If you were to take a guess when that would happen by, when do you -- is that just a function of paying down debt (inaudible).

Michael N. Kennedy

(inaudible) prices. I would say that, like you mentioned, it's always been $1 billion is the goal. So the first -- the free cash flow will go to that first. Then once you get to the $1 billion and below, that would get you out of the credit facility and the '26 notes that are callable in January, then you look at it and say, well, maybe 50-50, probably a little bit more on the return of capital but it will just depend on commodity prices and where our bonds are priced.
I mean our 2030s are 5-3/8. So that's a good piece of paper, that's $600 million. So you may want to kind of keep that in the capital structure and buy back shares or return capital.

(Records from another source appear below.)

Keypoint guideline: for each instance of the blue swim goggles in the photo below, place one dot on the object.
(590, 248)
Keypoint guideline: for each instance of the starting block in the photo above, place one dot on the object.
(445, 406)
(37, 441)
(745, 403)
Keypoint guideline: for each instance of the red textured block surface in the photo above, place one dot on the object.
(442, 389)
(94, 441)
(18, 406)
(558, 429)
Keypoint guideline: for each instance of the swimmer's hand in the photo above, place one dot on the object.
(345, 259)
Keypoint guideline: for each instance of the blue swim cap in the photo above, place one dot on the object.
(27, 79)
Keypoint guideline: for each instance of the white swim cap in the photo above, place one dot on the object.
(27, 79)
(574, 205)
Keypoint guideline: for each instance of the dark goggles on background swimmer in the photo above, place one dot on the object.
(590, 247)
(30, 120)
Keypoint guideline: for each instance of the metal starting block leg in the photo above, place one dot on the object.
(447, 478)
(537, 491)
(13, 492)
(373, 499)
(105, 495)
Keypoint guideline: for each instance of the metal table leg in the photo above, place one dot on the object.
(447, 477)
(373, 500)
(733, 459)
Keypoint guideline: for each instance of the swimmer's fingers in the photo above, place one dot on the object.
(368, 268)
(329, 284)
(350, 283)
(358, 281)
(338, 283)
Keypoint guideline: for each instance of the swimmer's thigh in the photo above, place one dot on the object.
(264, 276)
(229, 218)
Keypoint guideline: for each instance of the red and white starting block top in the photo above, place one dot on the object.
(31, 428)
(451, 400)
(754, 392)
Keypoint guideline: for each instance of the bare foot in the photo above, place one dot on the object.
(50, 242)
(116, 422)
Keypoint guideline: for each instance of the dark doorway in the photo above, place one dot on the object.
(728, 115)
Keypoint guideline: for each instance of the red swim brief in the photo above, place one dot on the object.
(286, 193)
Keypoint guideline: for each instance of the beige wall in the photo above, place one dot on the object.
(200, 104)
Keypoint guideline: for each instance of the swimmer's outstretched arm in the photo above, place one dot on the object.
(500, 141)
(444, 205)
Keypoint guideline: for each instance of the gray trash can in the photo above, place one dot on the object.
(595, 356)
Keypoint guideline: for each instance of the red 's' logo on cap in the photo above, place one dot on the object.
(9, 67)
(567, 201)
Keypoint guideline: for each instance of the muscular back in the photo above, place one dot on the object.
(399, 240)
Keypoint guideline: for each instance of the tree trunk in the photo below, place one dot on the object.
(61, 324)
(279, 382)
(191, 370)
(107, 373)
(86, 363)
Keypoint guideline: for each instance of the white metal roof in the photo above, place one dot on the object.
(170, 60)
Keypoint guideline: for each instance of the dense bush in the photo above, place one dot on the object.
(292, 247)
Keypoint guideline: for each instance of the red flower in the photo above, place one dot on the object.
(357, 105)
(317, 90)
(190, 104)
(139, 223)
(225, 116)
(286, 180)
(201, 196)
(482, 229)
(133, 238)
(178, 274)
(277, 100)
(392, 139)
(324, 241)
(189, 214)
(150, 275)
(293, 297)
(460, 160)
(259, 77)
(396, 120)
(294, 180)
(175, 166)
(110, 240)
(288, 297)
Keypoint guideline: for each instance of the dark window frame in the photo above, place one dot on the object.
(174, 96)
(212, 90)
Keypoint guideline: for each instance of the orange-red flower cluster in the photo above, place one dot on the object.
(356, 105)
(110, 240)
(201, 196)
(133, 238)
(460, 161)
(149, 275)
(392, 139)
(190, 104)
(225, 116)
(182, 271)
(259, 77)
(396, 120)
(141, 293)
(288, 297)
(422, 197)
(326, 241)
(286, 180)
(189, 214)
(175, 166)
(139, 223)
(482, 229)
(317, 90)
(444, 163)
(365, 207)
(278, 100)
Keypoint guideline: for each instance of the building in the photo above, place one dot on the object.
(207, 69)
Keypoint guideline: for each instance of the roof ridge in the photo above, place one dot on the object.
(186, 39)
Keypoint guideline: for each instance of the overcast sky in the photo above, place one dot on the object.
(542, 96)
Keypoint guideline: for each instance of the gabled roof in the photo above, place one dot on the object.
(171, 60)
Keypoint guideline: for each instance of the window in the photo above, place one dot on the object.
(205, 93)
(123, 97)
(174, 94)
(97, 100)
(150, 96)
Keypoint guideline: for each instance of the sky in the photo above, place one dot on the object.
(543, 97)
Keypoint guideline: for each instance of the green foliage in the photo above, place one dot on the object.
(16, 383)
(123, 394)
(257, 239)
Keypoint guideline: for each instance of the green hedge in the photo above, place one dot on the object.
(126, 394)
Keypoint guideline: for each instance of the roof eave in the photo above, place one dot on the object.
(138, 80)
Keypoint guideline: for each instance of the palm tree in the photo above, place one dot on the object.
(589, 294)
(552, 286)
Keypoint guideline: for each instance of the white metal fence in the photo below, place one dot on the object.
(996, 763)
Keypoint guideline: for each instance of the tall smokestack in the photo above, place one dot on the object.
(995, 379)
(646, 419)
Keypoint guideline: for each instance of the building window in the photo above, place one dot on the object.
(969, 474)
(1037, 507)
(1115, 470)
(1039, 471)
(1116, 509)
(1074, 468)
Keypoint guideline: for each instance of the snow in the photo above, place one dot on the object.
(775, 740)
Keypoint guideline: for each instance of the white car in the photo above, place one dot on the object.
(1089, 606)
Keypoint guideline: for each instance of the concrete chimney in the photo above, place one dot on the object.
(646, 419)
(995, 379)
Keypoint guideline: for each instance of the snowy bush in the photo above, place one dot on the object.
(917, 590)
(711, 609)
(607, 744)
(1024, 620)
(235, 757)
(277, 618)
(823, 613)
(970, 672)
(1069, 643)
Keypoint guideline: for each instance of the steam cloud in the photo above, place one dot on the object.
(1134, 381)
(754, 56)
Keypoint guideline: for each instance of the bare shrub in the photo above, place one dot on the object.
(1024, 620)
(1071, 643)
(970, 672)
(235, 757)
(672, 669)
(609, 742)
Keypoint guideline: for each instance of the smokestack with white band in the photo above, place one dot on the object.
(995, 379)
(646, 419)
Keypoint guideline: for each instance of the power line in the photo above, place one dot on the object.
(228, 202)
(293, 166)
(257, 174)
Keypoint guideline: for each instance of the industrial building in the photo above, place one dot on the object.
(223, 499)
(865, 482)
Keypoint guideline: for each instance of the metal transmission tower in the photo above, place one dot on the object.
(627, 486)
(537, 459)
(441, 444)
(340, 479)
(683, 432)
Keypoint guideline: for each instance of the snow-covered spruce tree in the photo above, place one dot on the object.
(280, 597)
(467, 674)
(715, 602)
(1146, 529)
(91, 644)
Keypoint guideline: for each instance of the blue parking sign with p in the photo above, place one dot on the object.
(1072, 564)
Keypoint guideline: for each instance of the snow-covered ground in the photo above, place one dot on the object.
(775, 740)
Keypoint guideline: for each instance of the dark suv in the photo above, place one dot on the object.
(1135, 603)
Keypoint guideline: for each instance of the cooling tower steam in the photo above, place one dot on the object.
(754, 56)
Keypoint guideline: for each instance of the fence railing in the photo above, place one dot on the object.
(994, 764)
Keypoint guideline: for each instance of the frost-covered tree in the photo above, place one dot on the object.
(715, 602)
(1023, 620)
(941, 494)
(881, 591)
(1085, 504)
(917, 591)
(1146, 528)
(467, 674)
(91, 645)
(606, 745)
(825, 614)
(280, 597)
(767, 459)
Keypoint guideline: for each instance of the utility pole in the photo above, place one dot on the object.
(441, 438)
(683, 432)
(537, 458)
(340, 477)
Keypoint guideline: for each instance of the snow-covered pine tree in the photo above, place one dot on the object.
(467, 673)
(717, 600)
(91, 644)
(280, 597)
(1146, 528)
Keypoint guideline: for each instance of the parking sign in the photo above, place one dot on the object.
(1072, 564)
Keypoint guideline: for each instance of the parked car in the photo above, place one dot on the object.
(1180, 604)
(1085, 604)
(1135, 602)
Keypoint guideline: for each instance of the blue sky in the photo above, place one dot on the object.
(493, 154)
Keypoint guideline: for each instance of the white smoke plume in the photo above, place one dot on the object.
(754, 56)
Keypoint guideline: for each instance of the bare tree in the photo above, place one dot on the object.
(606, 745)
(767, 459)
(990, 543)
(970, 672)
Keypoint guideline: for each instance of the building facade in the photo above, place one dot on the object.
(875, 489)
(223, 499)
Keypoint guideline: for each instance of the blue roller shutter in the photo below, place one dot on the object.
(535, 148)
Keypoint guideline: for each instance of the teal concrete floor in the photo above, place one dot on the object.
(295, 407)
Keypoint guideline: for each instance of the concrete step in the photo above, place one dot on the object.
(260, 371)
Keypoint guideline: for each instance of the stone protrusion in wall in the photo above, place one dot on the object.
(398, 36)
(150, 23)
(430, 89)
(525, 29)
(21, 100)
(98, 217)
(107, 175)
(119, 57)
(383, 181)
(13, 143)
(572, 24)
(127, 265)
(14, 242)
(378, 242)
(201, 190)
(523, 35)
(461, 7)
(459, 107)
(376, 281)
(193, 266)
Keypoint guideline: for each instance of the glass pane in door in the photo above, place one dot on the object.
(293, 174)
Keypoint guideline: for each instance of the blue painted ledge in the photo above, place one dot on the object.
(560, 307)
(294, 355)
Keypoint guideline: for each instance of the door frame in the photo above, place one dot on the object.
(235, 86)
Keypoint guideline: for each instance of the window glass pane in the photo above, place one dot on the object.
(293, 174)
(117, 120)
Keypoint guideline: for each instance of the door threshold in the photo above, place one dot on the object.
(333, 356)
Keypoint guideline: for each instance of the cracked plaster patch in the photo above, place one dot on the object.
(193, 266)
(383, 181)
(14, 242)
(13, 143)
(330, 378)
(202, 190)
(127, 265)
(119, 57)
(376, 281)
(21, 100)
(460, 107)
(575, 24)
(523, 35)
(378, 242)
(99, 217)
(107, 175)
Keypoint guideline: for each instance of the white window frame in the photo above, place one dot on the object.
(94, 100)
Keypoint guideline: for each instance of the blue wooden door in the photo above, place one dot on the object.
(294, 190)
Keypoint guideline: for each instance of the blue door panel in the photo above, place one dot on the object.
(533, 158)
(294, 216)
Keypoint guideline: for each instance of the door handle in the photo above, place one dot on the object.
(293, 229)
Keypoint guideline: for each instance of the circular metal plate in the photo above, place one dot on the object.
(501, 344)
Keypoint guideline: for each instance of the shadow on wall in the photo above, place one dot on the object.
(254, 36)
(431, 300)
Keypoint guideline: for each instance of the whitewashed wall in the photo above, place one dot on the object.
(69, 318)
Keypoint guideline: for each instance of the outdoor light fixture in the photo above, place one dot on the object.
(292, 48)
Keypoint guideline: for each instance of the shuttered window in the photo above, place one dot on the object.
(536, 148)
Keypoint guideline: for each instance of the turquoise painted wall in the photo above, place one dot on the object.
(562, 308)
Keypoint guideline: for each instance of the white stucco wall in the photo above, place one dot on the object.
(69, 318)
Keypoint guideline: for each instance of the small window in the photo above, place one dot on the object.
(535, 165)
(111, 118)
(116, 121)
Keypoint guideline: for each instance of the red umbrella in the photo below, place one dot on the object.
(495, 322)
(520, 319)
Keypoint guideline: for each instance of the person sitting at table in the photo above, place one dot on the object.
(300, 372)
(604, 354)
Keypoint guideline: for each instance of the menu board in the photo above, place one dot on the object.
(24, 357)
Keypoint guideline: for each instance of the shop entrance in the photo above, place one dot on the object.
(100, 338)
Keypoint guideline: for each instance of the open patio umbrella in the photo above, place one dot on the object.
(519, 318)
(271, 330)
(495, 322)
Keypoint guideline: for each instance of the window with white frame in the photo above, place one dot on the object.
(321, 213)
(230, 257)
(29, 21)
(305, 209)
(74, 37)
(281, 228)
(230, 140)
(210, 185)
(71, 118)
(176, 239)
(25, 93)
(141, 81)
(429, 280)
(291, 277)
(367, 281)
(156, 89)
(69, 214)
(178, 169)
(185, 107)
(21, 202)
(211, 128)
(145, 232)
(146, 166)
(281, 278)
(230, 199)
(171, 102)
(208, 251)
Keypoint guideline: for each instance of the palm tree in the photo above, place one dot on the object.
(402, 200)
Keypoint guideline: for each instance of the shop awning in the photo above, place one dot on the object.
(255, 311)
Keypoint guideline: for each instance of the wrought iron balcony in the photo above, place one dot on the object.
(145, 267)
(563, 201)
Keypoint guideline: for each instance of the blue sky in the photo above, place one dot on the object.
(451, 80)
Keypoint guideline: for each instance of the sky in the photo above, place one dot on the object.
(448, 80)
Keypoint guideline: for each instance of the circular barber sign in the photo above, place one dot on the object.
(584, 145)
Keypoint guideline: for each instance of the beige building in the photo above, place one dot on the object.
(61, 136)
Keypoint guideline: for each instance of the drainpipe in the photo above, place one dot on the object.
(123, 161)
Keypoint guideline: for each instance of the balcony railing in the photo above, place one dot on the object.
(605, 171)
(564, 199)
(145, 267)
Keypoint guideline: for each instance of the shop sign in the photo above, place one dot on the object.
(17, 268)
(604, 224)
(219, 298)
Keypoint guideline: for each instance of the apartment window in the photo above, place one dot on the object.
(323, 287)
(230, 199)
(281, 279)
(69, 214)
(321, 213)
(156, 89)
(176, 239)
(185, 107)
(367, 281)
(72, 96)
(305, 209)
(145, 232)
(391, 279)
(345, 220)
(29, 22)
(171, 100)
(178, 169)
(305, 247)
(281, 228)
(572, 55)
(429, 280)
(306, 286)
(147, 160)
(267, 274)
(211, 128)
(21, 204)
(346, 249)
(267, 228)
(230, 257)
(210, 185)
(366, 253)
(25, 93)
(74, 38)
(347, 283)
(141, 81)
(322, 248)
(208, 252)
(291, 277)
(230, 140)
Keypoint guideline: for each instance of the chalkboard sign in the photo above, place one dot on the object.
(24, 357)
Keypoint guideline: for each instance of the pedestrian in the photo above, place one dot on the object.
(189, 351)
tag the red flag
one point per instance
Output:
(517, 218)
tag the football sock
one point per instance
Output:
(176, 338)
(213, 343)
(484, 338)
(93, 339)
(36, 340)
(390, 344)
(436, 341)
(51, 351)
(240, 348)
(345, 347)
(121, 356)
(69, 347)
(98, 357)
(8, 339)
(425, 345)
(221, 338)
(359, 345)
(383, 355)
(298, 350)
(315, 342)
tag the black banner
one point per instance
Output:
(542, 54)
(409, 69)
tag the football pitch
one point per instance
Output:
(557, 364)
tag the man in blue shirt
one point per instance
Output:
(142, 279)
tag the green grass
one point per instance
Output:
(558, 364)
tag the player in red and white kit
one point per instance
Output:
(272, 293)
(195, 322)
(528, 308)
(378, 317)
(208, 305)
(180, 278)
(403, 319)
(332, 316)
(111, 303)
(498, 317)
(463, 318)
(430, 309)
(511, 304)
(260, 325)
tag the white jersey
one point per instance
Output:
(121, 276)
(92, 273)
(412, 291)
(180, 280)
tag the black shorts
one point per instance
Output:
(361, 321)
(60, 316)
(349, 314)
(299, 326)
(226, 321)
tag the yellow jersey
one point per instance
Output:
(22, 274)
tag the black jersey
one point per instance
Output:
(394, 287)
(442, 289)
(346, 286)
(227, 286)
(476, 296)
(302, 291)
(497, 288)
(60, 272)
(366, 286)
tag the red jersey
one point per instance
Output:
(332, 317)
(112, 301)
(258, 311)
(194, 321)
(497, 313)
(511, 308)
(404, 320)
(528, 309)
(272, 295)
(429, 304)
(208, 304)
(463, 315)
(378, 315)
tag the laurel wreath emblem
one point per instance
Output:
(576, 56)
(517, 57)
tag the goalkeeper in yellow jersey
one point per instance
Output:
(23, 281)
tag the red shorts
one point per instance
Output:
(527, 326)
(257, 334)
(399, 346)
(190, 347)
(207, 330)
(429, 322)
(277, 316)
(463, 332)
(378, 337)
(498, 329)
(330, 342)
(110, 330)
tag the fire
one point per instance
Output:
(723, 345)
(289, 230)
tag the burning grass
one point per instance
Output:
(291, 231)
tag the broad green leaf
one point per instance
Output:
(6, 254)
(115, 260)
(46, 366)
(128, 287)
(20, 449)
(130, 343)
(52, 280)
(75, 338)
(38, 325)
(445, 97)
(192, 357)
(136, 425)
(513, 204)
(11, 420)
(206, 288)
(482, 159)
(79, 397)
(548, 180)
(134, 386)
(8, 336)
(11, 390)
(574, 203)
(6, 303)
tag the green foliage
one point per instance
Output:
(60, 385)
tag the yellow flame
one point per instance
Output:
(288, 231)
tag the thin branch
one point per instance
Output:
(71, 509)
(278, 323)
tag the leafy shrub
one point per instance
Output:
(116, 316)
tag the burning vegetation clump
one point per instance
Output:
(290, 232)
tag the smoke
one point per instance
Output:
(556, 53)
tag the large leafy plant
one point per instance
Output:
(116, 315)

But the other debt pieces are at pretty high interest rates that we'd like to take out.

Operator

Next question is from Subhasish Chandra of Benchmark.

Subhasish Chandra

On the spot to sales improvement there over the years, I think a big element of that is just well sort of waiting on completion. So I guess my question is, can you describe sort of the path you took to reduce that time. And if you think that the program is going to maximize or I should say, minimize that variable going forward.

Michael N. Kennedy

Yes. We don't really have any waiting on completion. We try to plan all of our programs that it's just in time. So when you're done drilling the well, you're on that pad completing it as soon as possible.
So that's how we do it. There may be a week here or there where there's some -- we call it white space in the schedule. But generally, we try to minimize that and be as efficient as possible and not have any DUCs because that's nonperforming capital.

Subhasish Chandra

Yes. So I guess, several years back when it was 400 days plus, et cetera. What was different then?

Michael N. Kennedy

We can see our on that Slide 3, the pumping hours have almost -- are up like 65%. That's an 86% increase in completion stages per day and then the drilling times to have a greatly improved. So it's a combination of both. But to go from 427 year-to-date 160, it's over 60% reduction and that 160 is definitely sustainable.

Subhasish Chandra

Got it. Okay. And just a clarification, I guess, on the debt reduction question. 0, I guess, is the ultimate target, I guess, bank debt is there, I would assume, as a top priority to reduce the 0 first? And is that sort of.

Michael N. Kennedy

Yes.

Subhasish Chandra

Is that sort of a priority before there's meaningful share buybacks? Or how do you sort of balance the two?

Michael N. Kennedy

Yes. The goal is always, and we had 0 bank debt essentially or near 0 coming into the year. So that would be the first use of the free cash flow is paying down that credit facility, then after that, it would be over 50% to return to shareholders. But we also have the '26 notes. There's less than $100 million on the callable in January. So I would kind of lump that together with the credit facility.

Operator

There are no additional questions at this time. I would like to turn the call back to Brendan Krueger for closing remarks.

Brendan E. Krueger

Yes. Thank you for joining us on today's call. Please reach out with any further questions. Thank you.

Operator

This concludes today's conference. You may disconnect your lines at this time. Thank you for your participation.